MiR-101-3p directly interacts with the 3′ UTR of KRAS in NSCLC cells. (A) The interactions of miR-101-3p-mRNAs were screened by StarBase software, and KRAS was a candidate target of miR-101-3p. The mutant binding sites with miR-101-3p in KRAS were also shown. (B,C) Dual-luciferase reporter assay was performed to test the direct interaction between miR-101-3p and KRAS in NSCLC cells. (D,E) The regulatory relationship between miR-101-3p and KRAS in NSCLC cells was analyzed through transfecting miR-101-3p, anti-miR-101-3p, and their negative controls into NSCLC cells, and then the expression of KRAS was measured via Western blot assay. (F,G) The expression of KRAS was detected in A549 and H1299 cells co-transfected with si-NC + anti-NC, si-circ-MEMO1 + anti-NC, or si-circ-MEMO1 + anti-miR-101-3p by Western blot assay. (H) The expression of KRAS mRNA in NSCLC tumor tissues and matching normal tissues was examined by qRT-PCR assay. (I) Western blot assay was used to detect the protein expression of KRAS in NSCLC tumor tissue and matching normal tissue. (J) The expression of KRAS in HBE, H1299, and A549 cell lines was detected by Western blot assay. *P < 0.05.

FIGURE 8

Circ-MEMO1 interference restrains the NSCLC tumor growth in vivo.
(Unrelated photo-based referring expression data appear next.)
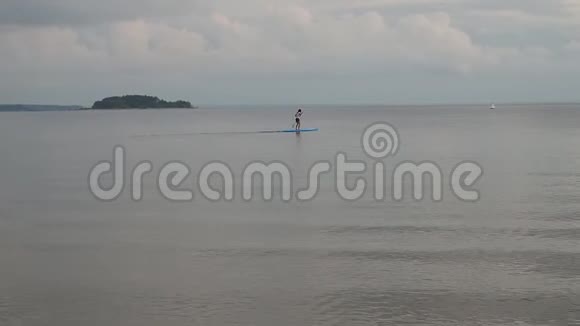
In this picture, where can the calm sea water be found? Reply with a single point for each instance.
(512, 258)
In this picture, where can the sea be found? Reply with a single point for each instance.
(509, 257)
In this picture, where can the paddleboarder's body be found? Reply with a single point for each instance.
(297, 118)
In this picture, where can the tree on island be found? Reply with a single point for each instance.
(139, 102)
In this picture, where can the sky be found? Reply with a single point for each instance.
(291, 51)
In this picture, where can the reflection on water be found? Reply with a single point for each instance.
(513, 258)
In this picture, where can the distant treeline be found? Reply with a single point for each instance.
(139, 102)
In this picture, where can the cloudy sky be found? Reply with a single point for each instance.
(291, 52)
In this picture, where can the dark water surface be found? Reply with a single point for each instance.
(512, 258)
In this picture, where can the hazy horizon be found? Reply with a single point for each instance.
(261, 52)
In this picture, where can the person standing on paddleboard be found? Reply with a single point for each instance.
(297, 117)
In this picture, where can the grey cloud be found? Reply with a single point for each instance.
(71, 12)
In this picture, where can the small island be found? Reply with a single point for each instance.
(139, 102)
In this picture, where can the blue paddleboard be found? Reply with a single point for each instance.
(289, 130)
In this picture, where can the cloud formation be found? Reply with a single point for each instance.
(59, 40)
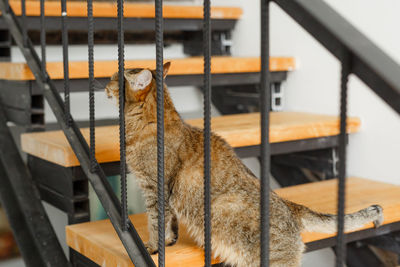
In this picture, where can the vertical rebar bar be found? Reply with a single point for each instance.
(121, 82)
(341, 241)
(91, 85)
(23, 23)
(64, 35)
(160, 129)
(265, 147)
(207, 131)
(43, 37)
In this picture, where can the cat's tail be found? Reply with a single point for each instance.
(327, 223)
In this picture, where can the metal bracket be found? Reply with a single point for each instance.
(221, 43)
(245, 98)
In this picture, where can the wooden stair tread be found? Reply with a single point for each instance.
(131, 10)
(99, 242)
(238, 130)
(182, 66)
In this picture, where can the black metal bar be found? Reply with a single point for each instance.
(64, 31)
(23, 22)
(91, 84)
(207, 131)
(82, 85)
(159, 26)
(341, 242)
(265, 106)
(379, 71)
(121, 83)
(130, 239)
(43, 36)
(137, 25)
(34, 233)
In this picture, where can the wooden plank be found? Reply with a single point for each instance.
(99, 242)
(131, 10)
(238, 130)
(182, 66)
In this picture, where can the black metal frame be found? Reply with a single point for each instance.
(32, 229)
(375, 68)
(132, 24)
(130, 239)
(368, 62)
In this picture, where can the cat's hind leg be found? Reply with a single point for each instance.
(171, 228)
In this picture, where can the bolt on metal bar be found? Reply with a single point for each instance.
(160, 130)
(121, 82)
(23, 22)
(91, 85)
(207, 131)
(43, 36)
(64, 35)
(341, 241)
(265, 107)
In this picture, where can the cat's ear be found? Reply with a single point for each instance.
(140, 80)
(166, 68)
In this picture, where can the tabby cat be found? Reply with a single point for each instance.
(235, 189)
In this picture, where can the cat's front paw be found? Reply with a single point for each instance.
(171, 241)
(152, 249)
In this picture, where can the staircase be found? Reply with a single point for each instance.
(299, 141)
(98, 241)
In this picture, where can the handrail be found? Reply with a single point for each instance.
(373, 66)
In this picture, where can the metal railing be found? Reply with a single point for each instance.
(368, 62)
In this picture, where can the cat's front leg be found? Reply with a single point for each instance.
(171, 225)
(171, 229)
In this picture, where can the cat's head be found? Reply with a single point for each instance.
(139, 83)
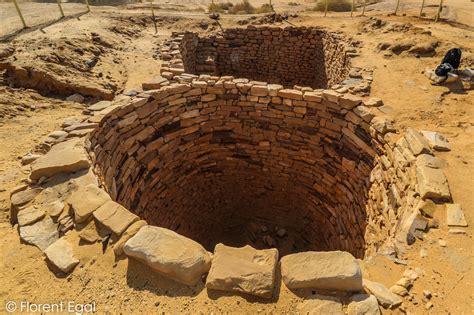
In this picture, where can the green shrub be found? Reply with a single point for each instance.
(333, 5)
(220, 7)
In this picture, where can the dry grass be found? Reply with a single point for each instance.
(244, 7)
(333, 5)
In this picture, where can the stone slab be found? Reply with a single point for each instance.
(172, 255)
(321, 270)
(244, 269)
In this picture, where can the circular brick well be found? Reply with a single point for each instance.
(224, 160)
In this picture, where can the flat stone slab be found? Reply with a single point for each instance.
(436, 140)
(22, 197)
(320, 304)
(321, 270)
(244, 269)
(455, 215)
(30, 215)
(172, 255)
(114, 217)
(363, 304)
(432, 183)
(65, 157)
(60, 254)
(41, 234)
(383, 295)
(99, 106)
(86, 200)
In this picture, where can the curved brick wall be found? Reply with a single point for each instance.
(304, 56)
(218, 159)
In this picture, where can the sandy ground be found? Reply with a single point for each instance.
(128, 287)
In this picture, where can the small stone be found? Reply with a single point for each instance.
(423, 253)
(437, 141)
(363, 304)
(399, 290)
(281, 232)
(405, 282)
(60, 254)
(320, 304)
(29, 158)
(173, 255)
(30, 215)
(115, 217)
(427, 294)
(243, 269)
(383, 295)
(455, 215)
(456, 231)
(411, 274)
(41, 234)
(78, 98)
(85, 200)
(55, 208)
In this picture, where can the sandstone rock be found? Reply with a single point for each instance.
(55, 208)
(89, 233)
(363, 304)
(131, 231)
(60, 254)
(155, 83)
(115, 217)
(78, 98)
(437, 141)
(383, 295)
(65, 157)
(30, 215)
(320, 304)
(243, 269)
(173, 255)
(321, 270)
(22, 197)
(455, 215)
(417, 142)
(99, 106)
(432, 183)
(29, 158)
(41, 234)
(86, 200)
(399, 290)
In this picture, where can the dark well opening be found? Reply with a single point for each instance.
(223, 168)
(288, 56)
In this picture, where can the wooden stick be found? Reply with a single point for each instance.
(19, 13)
(396, 8)
(60, 8)
(422, 6)
(439, 11)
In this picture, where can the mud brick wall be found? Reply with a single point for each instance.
(206, 157)
(289, 56)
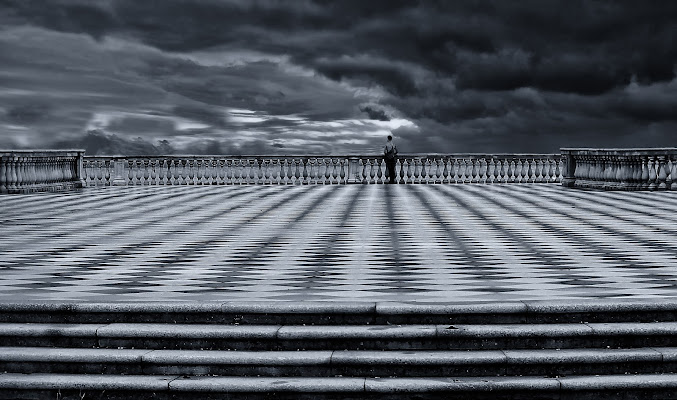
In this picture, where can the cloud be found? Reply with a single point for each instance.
(319, 76)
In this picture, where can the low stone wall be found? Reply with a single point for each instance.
(25, 171)
(621, 169)
(293, 170)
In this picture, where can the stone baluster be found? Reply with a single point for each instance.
(673, 172)
(549, 171)
(537, 170)
(105, 174)
(161, 172)
(198, 170)
(217, 178)
(153, 171)
(131, 173)
(285, 171)
(281, 171)
(342, 171)
(32, 173)
(10, 173)
(237, 169)
(90, 173)
(171, 172)
(437, 163)
(484, 172)
(459, 172)
(651, 166)
(445, 170)
(297, 172)
(220, 172)
(364, 165)
(372, 170)
(502, 169)
(335, 171)
(145, 173)
(260, 173)
(267, 171)
(424, 171)
(211, 175)
(452, 170)
(184, 172)
(228, 171)
(490, 176)
(3, 174)
(635, 172)
(643, 183)
(242, 171)
(509, 170)
(559, 169)
(519, 170)
(405, 171)
(625, 173)
(323, 171)
(304, 174)
(194, 171)
(19, 168)
(661, 173)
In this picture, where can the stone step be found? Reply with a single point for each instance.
(341, 313)
(334, 337)
(329, 363)
(67, 386)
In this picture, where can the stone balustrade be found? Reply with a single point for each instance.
(25, 171)
(291, 170)
(621, 169)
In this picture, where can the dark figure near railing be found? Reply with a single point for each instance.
(390, 156)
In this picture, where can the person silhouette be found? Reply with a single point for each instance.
(390, 156)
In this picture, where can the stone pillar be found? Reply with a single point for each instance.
(119, 173)
(568, 180)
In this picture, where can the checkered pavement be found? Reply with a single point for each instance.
(356, 242)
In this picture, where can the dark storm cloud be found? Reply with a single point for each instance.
(375, 113)
(467, 74)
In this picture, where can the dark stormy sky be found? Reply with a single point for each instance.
(332, 77)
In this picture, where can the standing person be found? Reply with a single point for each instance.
(390, 155)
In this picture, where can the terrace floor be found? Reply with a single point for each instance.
(437, 243)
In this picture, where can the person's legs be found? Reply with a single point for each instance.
(391, 171)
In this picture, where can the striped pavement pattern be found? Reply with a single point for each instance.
(436, 243)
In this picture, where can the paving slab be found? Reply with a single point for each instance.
(333, 244)
(85, 382)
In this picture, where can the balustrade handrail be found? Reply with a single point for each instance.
(25, 171)
(321, 169)
(312, 156)
(621, 168)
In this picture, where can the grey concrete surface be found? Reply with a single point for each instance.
(357, 243)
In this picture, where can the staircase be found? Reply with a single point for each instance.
(521, 350)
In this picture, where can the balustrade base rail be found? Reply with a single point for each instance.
(26, 171)
(330, 170)
(621, 169)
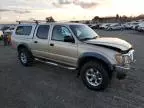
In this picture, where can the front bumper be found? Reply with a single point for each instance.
(121, 71)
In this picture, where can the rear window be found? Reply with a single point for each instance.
(23, 30)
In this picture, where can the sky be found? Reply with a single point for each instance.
(12, 10)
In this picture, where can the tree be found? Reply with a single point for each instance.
(4, 28)
(117, 16)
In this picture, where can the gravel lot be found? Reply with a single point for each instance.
(46, 86)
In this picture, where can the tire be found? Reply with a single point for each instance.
(25, 57)
(100, 73)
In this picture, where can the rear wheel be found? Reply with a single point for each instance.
(94, 76)
(25, 57)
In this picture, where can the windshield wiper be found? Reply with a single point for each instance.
(84, 39)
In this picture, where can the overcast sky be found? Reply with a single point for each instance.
(11, 10)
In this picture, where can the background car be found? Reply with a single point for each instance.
(115, 26)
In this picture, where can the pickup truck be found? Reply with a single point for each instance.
(74, 46)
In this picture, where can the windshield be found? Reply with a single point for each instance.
(83, 32)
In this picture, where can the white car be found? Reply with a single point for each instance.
(140, 27)
(104, 26)
(115, 26)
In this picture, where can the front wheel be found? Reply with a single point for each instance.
(95, 76)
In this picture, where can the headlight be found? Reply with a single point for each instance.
(119, 58)
(124, 58)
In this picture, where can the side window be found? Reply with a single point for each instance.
(60, 32)
(23, 30)
(42, 31)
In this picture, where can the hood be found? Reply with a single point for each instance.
(113, 43)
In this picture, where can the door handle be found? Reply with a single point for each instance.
(35, 41)
(51, 44)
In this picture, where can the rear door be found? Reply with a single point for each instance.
(39, 45)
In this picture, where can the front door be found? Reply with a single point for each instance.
(40, 41)
(61, 50)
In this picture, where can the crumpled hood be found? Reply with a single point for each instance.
(111, 42)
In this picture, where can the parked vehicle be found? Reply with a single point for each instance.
(140, 27)
(115, 26)
(103, 25)
(95, 26)
(74, 46)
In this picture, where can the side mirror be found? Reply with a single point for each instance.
(69, 39)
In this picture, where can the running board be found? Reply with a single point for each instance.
(55, 64)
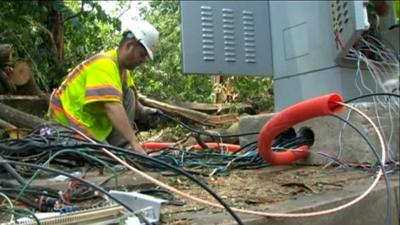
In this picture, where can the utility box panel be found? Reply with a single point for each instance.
(226, 37)
(303, 37)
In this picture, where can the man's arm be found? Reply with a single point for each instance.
(117, 115)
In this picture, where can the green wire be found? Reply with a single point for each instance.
(10, 204)
(52, 157)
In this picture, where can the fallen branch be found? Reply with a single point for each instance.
(202, 118)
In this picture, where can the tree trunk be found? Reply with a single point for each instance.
(5, 55)
(22, 77)
(19, 118)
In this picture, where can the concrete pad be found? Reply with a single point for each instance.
(371, 210)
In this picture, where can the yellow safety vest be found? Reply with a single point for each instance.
(95, 80)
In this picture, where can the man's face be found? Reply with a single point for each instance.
(136, 55)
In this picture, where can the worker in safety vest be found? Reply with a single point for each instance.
(98, 96)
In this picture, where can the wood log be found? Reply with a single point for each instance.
(196, 116)
(22, 73)
(19, 118)
(6, 86)
(22, 77)
(215, 108)
(6, 125)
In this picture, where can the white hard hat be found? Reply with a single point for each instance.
(146, 34)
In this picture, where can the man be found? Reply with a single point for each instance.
(98, 96)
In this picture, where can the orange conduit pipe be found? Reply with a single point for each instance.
(211, 145)
(315, 107)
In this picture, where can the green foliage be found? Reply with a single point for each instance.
(88, 30)
(28, 27)
(162, 78)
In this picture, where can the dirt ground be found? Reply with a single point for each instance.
(256, 189)
(259, 189)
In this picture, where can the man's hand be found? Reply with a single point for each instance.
(151, 111)
(137, 148)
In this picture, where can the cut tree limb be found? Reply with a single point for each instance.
(22, 77)
(6, 125)
(5, 54)
(19, 118)
(199, 117)
(215, 108)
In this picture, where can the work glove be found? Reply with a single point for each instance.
(151, 111)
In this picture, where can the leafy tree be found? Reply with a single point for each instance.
(55, 35)
(162, 78)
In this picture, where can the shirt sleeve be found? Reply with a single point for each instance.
(103, 83)
(129, 80)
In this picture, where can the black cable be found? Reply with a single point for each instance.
(94, 186)
(78, 144)
(370, 95)
(387, 182)
(13, 173)
(176, 169)
(56, 171)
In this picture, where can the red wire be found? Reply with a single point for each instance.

BALB/c nude mice were divided into sh-NC group (n = 7) and sh-circ-MEMO1 group (n = 7). A549 cells stably expressing sh-NC or sh-circ-MEMO1 were subcutaneously injected into the right back of the nude mice in the corresponding group. (A) The tumor volume was measured after injection for 7 days every 3 days with the formula: length × width² × 0.5. (B) Tumor weight in sh-NC group and sh-circ-MEMO1 group was measured with an analytical balance. (C,D) The expression of circ-MEMO1 and miR-101-3p in two groups was detected by qRT-PCR. (E) Western blot assay was used to detect the protein expression of KRAS in two groups. *P < 0.05.

FIGURE 9

Exosomal circ-MEMO1 is higher in the serum from NSCLC patients compared with healthy volunteers. (A) The electron microscopy images showed the exosomes isolated from serum of NSCLC patient and healthy volunteer. Ruler length indicates 200 nm. (B) The expression of exosomal markers (CD9, CD81, and TSG101) and Golgi matrix protein (GM130) was detected by Western blot assay. (C) The expression of exosomal circ-MEMO1 in the serum from NSCLC patients (n = 30) and healthy volunteers (n = 25) was detected by qRT-PCR. (D) ROC curve was generated to evaluate the diagnostic value of exosomal circ-MEMO1 level in serum of NSCLC patients. *P < 0.05.